Traders in the swaps market expect policy makers to keep rates on hold in October and cut once more in November to 3 percent, according to Bloomberg calculations. The bank will probably begin raising rates again in April of next year.

Central bank President Rodrigo Vergara said last week that the series of rate cuts was coming to an end, forecasting a gradual recovery in economic growth starting in the fourth quarter.

“The surprise is that Garcia signaled one or two more cuts,” said Marcos Buscaglia, the chief Latin America economist at Bank of America Merrill Lynch. “We see the risk of one additional cut from current levels.”

Slowing Down

Chile’s Imacec index, a proxy for gross domestic product, rose 0.3 percent from the year earlier, the central bank said yesterday, below the 0.6 percent median estimate of analysts surveyed by Bloomberg. Growth was the weakest since the aftermath of an earthquake that devastated the center-south of the country in February of 2010.

“The Imacec data is bad, there is no denying it, but it doesn’t change our medium-term view,” Garcia said. “I don’t see any reason to modify our forecast for 3 percent to 4 percent growth next year.”

Manufacturing output fell 4.9 percent in August from the year earlier, the National Statistics Institute said on Sept. 30. Retail sales gained 1.7 percent over the same period and mining production stagnated.

Policy makers including Garcia cut their growth forecast for 2014 for the fourth consecutive quarter on Sept. 3 to 1.75 percent to 2.25 percent, down from a previous estimate of 2.5 percent to 3.5 percent.

Rebound Forecast

The slowdown in growth led the government to announce an “expansionary” budget for next year. Spending will rise 9.8 percent from what was budgeted for 2014, led by a 27.5 percent jump in investment.

The spending plan will help lift growth to about 3.6 percent, Finance Minister Alberto Arenas said.

“It is very difficult to think that Chile will grow less in 2015 than this year,” Garcia said. “As the global scenario clears up and the macro stimulus is felt, that should support a recovery in confidence and give space for activity to grow between 3 percent and 4 percent.”

GDP expanded 1.9 percent in the second quarter from a year earlier, down from 2.4 percent in the first quarter and compared with 4.1 percent last year and 5.4 percent in 2012. The slowdown was led by a slump in investment in the mining industry.

Inflation Threat

This year’s acceleration in inflation won’t prevent further rate cuts as expectations remain anchored at 3 percent in two years, Garcia said. Prices rose 4.5 percent in the 12 months to August, unchanged from the month before and up from 1.5 percent in October 2013.

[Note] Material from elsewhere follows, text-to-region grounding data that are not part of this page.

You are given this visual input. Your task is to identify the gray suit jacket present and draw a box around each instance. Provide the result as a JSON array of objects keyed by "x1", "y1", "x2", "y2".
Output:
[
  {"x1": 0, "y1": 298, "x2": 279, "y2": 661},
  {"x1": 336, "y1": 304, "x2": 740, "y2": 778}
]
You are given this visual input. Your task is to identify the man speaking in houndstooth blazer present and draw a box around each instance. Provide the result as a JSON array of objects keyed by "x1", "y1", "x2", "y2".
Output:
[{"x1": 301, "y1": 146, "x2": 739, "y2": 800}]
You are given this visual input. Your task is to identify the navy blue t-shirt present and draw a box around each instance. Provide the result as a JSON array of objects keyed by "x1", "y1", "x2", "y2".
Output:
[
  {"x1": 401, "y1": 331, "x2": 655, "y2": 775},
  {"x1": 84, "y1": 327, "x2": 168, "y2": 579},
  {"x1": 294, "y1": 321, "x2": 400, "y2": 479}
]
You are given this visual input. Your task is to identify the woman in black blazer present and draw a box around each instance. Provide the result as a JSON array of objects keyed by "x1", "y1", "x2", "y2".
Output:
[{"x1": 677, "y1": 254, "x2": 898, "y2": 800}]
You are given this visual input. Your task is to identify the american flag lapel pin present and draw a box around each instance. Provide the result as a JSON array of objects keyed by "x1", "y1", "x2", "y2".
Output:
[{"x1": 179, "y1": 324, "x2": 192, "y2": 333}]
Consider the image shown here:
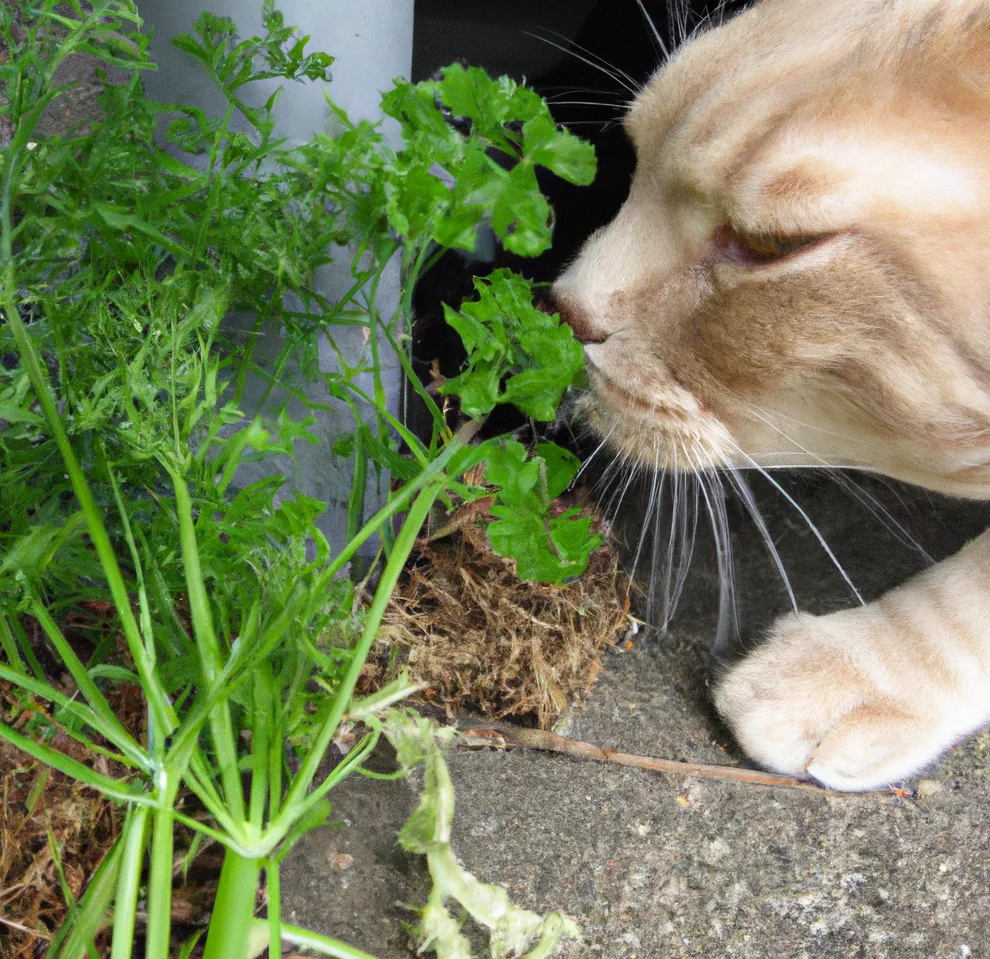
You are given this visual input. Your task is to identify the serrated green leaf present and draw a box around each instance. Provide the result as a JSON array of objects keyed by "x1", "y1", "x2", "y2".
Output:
[
  {"x1": 438, "y1": 64, "x2": 498, "y2": 124},
  {"x1": 441, "y1": 360, "x2": 502, "y2": 419},
  {"x1": 490, "y1": 164, "x2": 551, "y2": 256},
  {"x1": 498, "y1": 370, "x2": 566, "y2": 422},
  {"x1": 549, "y1": 509, "x2": 602, "y2": 568},
  {"x1": 482, "y1": 440, "x2": 542, "y2": 507},
  {"x1": 487, "y1": 506, "x2": 563, "y2": 583},
  {"x1": 440, "y1": 270, "x2": 585, "y2": 420},
  {"x1": 523, "y1": 115, "x2": 597, "y2": 186}
]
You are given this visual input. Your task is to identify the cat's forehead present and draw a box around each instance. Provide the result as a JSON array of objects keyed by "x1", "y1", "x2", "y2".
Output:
[{"x1": 624, "y1": 0, "x2": 988, "y2": 230}]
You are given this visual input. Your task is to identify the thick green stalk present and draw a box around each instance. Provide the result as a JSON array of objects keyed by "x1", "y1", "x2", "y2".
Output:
[{"x1": 201, "y1": 848, "x2": 263, "y2": 959}]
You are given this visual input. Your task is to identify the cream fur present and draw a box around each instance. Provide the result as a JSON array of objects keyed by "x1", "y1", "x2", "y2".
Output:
[{"x1": 553, "y1": 0, "x2": 990, "y2": 790}]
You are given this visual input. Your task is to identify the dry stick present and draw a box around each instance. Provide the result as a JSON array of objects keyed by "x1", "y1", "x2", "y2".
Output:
[{"x1": 459, "y1": 723, "x2": 846, "y2": 796}]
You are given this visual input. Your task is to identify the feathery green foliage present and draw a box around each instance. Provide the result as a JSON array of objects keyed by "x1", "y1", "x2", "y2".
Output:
[{"x1": 0, "y1": 1, "x2": 596, "y2": 955}]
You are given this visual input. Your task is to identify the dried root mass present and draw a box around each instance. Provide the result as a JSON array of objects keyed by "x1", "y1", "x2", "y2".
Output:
[{"x1": 379, "y1": 512, "x2": 630, "y2": 728}]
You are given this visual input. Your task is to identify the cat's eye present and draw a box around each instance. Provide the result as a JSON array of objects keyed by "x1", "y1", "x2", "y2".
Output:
[{"x1": 716, "y1": 226, "x2": 830, "y2": 266}]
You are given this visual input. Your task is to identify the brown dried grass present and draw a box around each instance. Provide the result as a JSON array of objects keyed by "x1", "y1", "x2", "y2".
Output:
[
  {"x1": 378, "y1": 504, "x2": 630, "y2": 728},
  {"x1": 0, "y1": 675, "x2": 145, "y2": 958}
]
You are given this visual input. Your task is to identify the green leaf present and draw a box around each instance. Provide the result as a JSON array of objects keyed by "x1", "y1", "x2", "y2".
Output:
[
  {"x1": 487, "y1": 504, "x2": 600, "y2": 584},
  {"x1": 442, "y1": 361, "x2": 502, "y2": 419},
  {"x1": 331, "y1": 434, "x2": 355, "y2": 458},
  {"x1": 482, "y1": 440, "x2": 541, "y2": 507},
  {"x1": 93, "y1": 203, "x2": 192, "y2": 258},
  {"x1": 438, "y1": 64, "x2": 498, "y2": 125},
  {"x1": 536, "y1": 442, "x2": 581, "y2": 499},
  {"x1": 440, "y1": 270, "x2": 585, "y2": 420},
  {"x1": 523, "y1": 115, "x2": 597, "y2": 186},
  {"x1": 89, "y1": 665, "x2": 141, "y2": 684},
  {"x1": 549, "y1": 509, "x2": 602, "y2": 569},
  {"x1": 490, "y1": 164, "x2": 551, "y2": 257},
  {"x1": 0, "y1": 400, "x2": 41, "y2": 425}
]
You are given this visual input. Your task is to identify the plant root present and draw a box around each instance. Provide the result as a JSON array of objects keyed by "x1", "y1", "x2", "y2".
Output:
[{"x1": 377, "y1": 507, "x2": 630, "y2": 728}]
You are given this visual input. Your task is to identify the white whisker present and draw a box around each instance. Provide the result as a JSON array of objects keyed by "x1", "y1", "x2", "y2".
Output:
[
  {"x1": 725, "y1": 437, "x2": 865, "y2": 605},
  {"x1": 687, "y1": 443, "x2": 737, "y2": 650},
  {"x1": 576, "y1": 424, "x2": 617, "y2": 483},
  {"x1": 608, "y1": 459, "x2": 648, "y2": 528},
  {"x1": 524, "y1": 29, "x2": 641, "y2": 95},
  {"x1": 634, "y1": 0, "x2": 671, "y2": 62},
  {"x1": 629, "y1": 445, "x2": 663, "y2": 585},
  {"x1": 745, "y1": 404, "x2": 932, "y2": 562},
  {"x1": 720, "y1": 463, "x2": 799, "y2": 614}
]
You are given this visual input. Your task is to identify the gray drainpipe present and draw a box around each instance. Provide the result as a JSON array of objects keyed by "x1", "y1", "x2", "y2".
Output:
[{"x1": 138, "y1": 0, "x2": 414, "y2": 557}]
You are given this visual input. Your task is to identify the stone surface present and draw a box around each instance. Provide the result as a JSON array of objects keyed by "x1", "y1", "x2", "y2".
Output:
[{"x1": 282, "y1": 473, "x2": 990, "y2": 958}]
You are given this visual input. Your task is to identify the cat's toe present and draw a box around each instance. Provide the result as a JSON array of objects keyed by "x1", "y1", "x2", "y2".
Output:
[
  {"x1": 805, "y1": 708, "x2": 937, "y2": 791},
  {"x1": 714, "y1": 612, "x2": 933, "y2": 792}
]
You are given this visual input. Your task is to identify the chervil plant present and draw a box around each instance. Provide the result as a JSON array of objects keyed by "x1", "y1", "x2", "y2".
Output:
[{"x1": 0, "y1": 1, "x2": 596, "y2": 956}]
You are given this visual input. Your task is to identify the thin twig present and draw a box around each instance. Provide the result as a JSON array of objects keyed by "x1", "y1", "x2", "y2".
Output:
[
  {"x1": 453, "y1": 415, "x2": 487, "y2": 446},
  {"x1": 458, "y1": 723, "x2": 844, "y2": 795},
  {"x1": 0, "y1": 913, "x2": 52, "y2": 939}
]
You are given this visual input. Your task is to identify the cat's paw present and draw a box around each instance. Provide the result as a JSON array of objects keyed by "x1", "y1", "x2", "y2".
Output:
[{"x1": 713, "y1": 610, "x2": 956, "y2": 792}]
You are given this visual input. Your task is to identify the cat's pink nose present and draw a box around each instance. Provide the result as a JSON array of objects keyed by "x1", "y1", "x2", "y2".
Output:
[{"x1": 553, "y1": 294, "x2": 608, "y2": 344}]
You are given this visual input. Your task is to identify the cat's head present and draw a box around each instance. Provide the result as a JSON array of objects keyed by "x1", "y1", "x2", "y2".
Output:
[{"x1": 554, "y1": 0, "x2": 990, "y2": 498}]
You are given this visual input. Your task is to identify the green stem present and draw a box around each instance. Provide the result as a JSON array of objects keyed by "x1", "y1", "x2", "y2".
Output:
[
  {"x1": 145, "y1": 775, "x2": 179, "y2": 959},
  {"x1": 201, "y1": 849, "x2": 263, "y2": 959},
  {"x1": 7, "y1": 614, "x2": 45, "y2": 681},
  {"x1": 110, "y1": 806, "x2": 149, "y2": 959},
  {"x1": 269, "y1": 483, "x2": 441, "y2": 850},
  {"x1": 0, "y1": 611, "x2": 26, "y2": 674},
  {"x1": 312, "y1": 414, "x2": 484, "y2": 595},
  {"x1": 397, "y1": 236, "x2": 448, "y2": 449},
  {"x1": 47, "y1": 830, "x2": 124, "y2": 959}
]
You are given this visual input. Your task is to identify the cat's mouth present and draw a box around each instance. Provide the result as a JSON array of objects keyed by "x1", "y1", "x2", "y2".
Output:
[{"x1": 581, "y1": 356, "x2": 736, "y2": 471}]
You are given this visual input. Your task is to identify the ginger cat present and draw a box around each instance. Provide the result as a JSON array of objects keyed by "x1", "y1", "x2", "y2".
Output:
[{"x1": 553, "y1": 0, "x2": 990, "y2": 790}]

In the minutes of last month’s monetary policy meeting, one policy maker warned that fueling expectations of rate cuts could undermine the peso and stoke inflation.

The peso has fallen 16.6 percent against the dollar in the past 12 months, the worst-performing emerging market currency after the Argentine peso and the Russian ruble.

“I am comfortable with the base scenario in which we grow more next year and inflation returns to the target,” Garcia said. “We expect a rebound in confidence and the expansion of economic activity.”